The current EU Framework for Roma Integration policies runs out this year. The EC is committed to renewing it for another decade. The current one however has triggered a massive increase in Roma-related institutional activity, but little tangible improvement for Roma people’s real lives. For a new Framework to bring about real change, a thorough evaluation of the current one is necessary. And a profound re-thinking of some of its conceptual bases is unavoidable. Tinkering at the margins will not do.
Find here The Progressive Post’s latest special Dossier: a collection of articles that analyse the current framework and that suggest ways for improvement.
By defining Roma as a distinct transnational ethnic minority and policy object, the EU’s Roma policy feeds into the ethno-nationalist idea in some EU Member States that they alien to the state’s nation, Martin Kovats, Special Advisor on Roma issues to the EC, argues in his article on Roma Integration: civic equality or ethnic empowerment? The EU thus participates in driving a wedge driven between Roma citizens and their national states, turning them into an ‘orphan people‘, taken care of only by a ‘stepmother country‘: the EU. A new EU framework needs to focus on securing consider economic and social rights for citizens rather than an ambiguous and externally applied ethnicity.
But Who are the Roma?, Elena Marushiakova and Vesselin Popov from the University of St Andrews ask. And were an easy straightforward answer is expected, it turns out that Europe’s Roma minority is hardly definable. Decades of publications by the Council of Europe and the European Union mainly show one thing: conceptual dithering, further complicated by the various national terminologies and – last but certainly not least – by many groups’ own diverging conceptions of their ethnicity. The impossibility of a consistent definition however hints at a European Roma policy that is doomed to failure.
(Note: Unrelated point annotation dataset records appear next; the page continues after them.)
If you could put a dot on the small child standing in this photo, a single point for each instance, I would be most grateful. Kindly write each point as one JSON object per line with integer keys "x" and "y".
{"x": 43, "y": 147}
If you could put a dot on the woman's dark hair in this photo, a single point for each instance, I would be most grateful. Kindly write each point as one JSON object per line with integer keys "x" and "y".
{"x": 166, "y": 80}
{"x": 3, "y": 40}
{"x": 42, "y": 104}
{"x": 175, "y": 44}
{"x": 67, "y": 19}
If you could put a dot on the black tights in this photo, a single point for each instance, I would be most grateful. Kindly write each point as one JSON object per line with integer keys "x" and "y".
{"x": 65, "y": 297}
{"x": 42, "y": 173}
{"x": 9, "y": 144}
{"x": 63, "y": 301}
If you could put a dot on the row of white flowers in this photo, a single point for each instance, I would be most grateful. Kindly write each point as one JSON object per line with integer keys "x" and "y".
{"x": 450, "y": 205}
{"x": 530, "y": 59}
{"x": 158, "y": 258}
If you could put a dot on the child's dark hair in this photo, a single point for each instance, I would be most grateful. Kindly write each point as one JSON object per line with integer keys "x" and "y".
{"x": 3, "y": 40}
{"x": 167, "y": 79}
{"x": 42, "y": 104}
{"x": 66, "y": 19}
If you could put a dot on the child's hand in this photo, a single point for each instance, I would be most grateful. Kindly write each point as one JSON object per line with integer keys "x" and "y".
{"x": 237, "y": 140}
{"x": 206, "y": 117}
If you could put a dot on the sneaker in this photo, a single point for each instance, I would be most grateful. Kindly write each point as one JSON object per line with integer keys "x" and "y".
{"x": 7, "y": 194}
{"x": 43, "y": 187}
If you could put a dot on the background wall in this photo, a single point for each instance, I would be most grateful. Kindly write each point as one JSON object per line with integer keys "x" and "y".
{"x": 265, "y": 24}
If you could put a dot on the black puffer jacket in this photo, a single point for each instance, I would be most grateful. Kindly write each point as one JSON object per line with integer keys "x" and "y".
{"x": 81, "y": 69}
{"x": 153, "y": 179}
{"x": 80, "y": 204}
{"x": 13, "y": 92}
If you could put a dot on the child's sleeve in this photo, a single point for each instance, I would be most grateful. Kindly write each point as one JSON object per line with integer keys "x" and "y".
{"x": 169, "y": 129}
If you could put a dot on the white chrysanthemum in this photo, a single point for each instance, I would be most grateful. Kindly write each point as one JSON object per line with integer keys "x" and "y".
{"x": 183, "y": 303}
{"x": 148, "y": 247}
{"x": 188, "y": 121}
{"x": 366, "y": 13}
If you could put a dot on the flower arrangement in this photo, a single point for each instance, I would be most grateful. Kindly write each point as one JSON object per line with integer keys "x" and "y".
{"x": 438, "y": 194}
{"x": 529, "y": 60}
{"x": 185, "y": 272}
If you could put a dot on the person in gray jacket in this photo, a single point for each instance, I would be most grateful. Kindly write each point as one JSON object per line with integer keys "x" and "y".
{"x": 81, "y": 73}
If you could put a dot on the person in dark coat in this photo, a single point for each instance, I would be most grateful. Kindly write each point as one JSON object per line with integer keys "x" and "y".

Roma activist and Visiting Professor at the Central European University Iulius Rostas however hammers home one main message: EU Roma Framework: listening first! For too long the European institutions have spoken aboutRoma, but not really withthem. And if they did, it was with a small selected sample of highly educated English-speakers among them. But only listening actively to Roma people of all venues of live could give a chance to make it better this time. The very existence of the only EU policy that is explicitly based on ethnicity entails an obligation to involve Roma people in the processes – but for that to happen, a large-scale bottom-up process is required. In organising that, the EU has a real chance to bring about change.